Letzte Gelegenheit für aufgegebene Höfe
Über die Nutzungsänderungen für alte Hofstellen informieren Kreis und Landwirte am Mittwoch, 29. Oktober, ab 19.30 Uhr im Alten Bauernhaus in Marienfeld.

Im Kreisverband Gütersloh des Westfälisch-Lippischen Landwirtschaftsverbands ist man besorgt, dass den betroffenen Bauern diese Situation nicht genügend bekannt ist und möchte deren Bewusstsein dafür schärfen. Daher lädt der Verband für Mittwoch, 29. Oktober, 19.30 Uhr, ins Alte Bauernhaus in Marienfeld ein.

Informationsabend am 29. Oktober

Bernhard Bußwinkel, der Leitende Kreisbaudirektor vom Kreis Gütersloh, informiert und steht im Anschluss für Fragen zur Verfügung. Kaum einem ehemaligen Landwirt dürfte dem Kreis zufolge der Bestandsschutz nach dem Grundgesetz bekannt sein, wodurch die Existenz der Gebäude nicht auch zum beliebigen Benutzen berechtigt.
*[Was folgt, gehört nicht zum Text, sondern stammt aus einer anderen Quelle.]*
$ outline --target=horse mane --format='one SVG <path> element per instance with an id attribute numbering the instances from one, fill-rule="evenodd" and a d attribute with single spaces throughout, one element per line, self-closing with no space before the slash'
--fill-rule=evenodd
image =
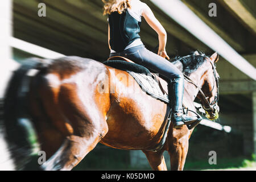
<path id="1" fill-rule="evenodd" d="M 204 53 L 196 51 L 187 56 L 177 56 L 171 60 L 171 62 L 174 64 L 181 62 L 183 65 L 182 72 L 187 76 L 189 76 L 205 62 L 206 57 Z"/>

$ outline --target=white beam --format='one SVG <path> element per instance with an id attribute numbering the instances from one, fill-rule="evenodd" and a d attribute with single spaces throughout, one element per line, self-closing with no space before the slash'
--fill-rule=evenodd
<path id="1" fill-rule="evenodd" d="M 222 0 L 221 3 L 228 6 L 237 19 L 253 34 L 256 35 L 256 19 L 250 11 L 239 0 Z"/>
<path id="2" fill-rule="evenodd" d="M 54 59 L 65 56 L 61 53 L 13 37 L 9 38 L 9 43 L 12 47 L 44 58 Z"/>
<path id="3" fill-rule="evenodd" d="M 179 0 L 151 1 L 195 37 L 217 52 L 245 74 L 256 80 L 256 69 L 182 2 Z"/>

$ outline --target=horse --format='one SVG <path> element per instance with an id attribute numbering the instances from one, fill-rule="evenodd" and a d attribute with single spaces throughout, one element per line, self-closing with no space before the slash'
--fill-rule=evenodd
<path id="1" fill-rule="evenodd" d="M 196 111 L 197 97 L 210 119 L 219 111 L 218 60 L 217 53 L 208 57 L 196 51 L 172 61 L 187 78 L 184 105 Z M 27 118 L 46 154 L 40 169 L 71 170 L 100 142 L 142 150 L 154 170 L 167 169 L 163 155 L 167 151 L 171 170 L 183 170 L 193 129 L 186 125 L 175 129 L 171 123 L 163 147 L 151 150 L 163 137 L 167 106 L 141 92 L 127 72 L 76 56 L 35 58 L 24 61 L 10 78 L 3 118 L 19 167 L 29 160 L 32 147 L 22 124 Z"/>

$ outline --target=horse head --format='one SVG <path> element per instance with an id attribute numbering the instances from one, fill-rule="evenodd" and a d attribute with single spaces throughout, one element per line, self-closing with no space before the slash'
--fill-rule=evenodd
<path id="1" fill-rule="evenodd" d="M 210 120 L 218 118 L 220 107 L 218 106 L 219 96 L 218 79 L 220 76 L 217 72 L 216 64 L 219 59 L 218 54 L 216 52 L 210 57 L 205 56 L 204 64 L 205 72 L 202 76 L 201 90 L 197 97 L 201 100 L 203 108 L 205 111 L 205 116 Z"/>

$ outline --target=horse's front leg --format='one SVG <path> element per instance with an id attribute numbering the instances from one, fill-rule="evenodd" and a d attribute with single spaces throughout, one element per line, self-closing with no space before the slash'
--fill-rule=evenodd
<path id="1" fill-rule="evenodd" d="M 163 155 L 163 151 L 157 152 L 142 151 L 147 156 L 152 169 L 155 171 L 167 171 L 166 161 Z"/>
<path id="2" fill-rule="evenodd" d="M 189 134 L 186 126 L 180 129 L 172 130 L 172 136 L 170 138 L 168 147 L 172 171 L 183 170 L 188 151 Z"/>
Nur der Gesetzgeber könne andere Nutzungen gestatten.

Der Erhalt des Außenbereichs als von Menschenhand geschaffene Kulturlandschaft sei stets ein Anliegen des Baugesetzbuchs gewesen. Es habe nicht nur Neubauten, sondern auch Nutzungsänderungen außerhalb der Landwirtschaft begrenzt. 1998, so der Kreis weiter, habe der Bundesgesetzgeber den Strukturwandel in der Landwirtschaft dadurch stärken wollen, dass nun weit mehr Nutzungen als früher innerhalb eines engen Zeitraumes von sieben Jahren nach Aufgabe der Landwirtschaft zulässig wurden.

Eile ist geboten

Mit der Aussetzung der Sieben-Jahresfrist (2004/2005) wurde dem Kreis und den Landwirten zufolge ein wichtiger Impuls gesetzt, dass die brachliegenden ehemaligen Hofstellen durch die Erlaubnis zur Umnutzung mit neuem Leben gefüllt werden. Wenn sich die Eigentümer zu spät nach anderen Nutzungsmöglichkeiten umsähen, drohten Leerstand und Verfall. Eigentümern eines entsprechenden Objektes wird geraten, sich umgehend an die zuständige Bauaufsicht zu wenden.